How Does One Become a Journeyman Electrician?
When you complete our 5-year Apprenticeship Program you will be an IBEW Journeyman Electrician.
Can Anyone Apply?
Applicants will be selected by qualification only, without regard to race, color, religion, sex, or national origin. Women and minorities are encouraged to apply.
What Exactly Does an Electrician Do? Is it Hard Work?
Electrician's work can be very demanding physically and intellectually. Basically we build things and mechanical skills are a must. Electricians are one of the first trades to work on a new building and one of the last trades needed to complete the job. They are called upon to do an incredible variety of activities. Electricians must understand blueprints, schematics, State and local building codes and the National Electrical Code. The inside wireman installs, maintains and troubleshoots all of the various types of electrical systems found in commercial and industrial facilities. This equipment may be lighting and receptacles, electrical distribution, communication, security and fire alarm systems, transformers, motors, motor control circuitry, instrumentation, solar power, heating equipment, and even systems that control the operation of all of a facility's energy usage.

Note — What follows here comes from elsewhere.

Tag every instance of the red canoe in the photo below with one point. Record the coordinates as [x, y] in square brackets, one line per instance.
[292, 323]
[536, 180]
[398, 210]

An electrician must be able to work well with other people, such as owners, architects, inspectors and other trades people as well as fellow crew members. Electricians bend conduit, stand or crouch for long periods, and frequently work on ladders and scaffolds. Their working environment varies, depending on the type of job. Some may work in dusty, dirty, hot, or wet conditions, or in confined areas, ditches, or other uncomfortable places. Electricians risk injury from electrical shock, falls, and cuts; to avoid injuries, they must follow strict safety procedures.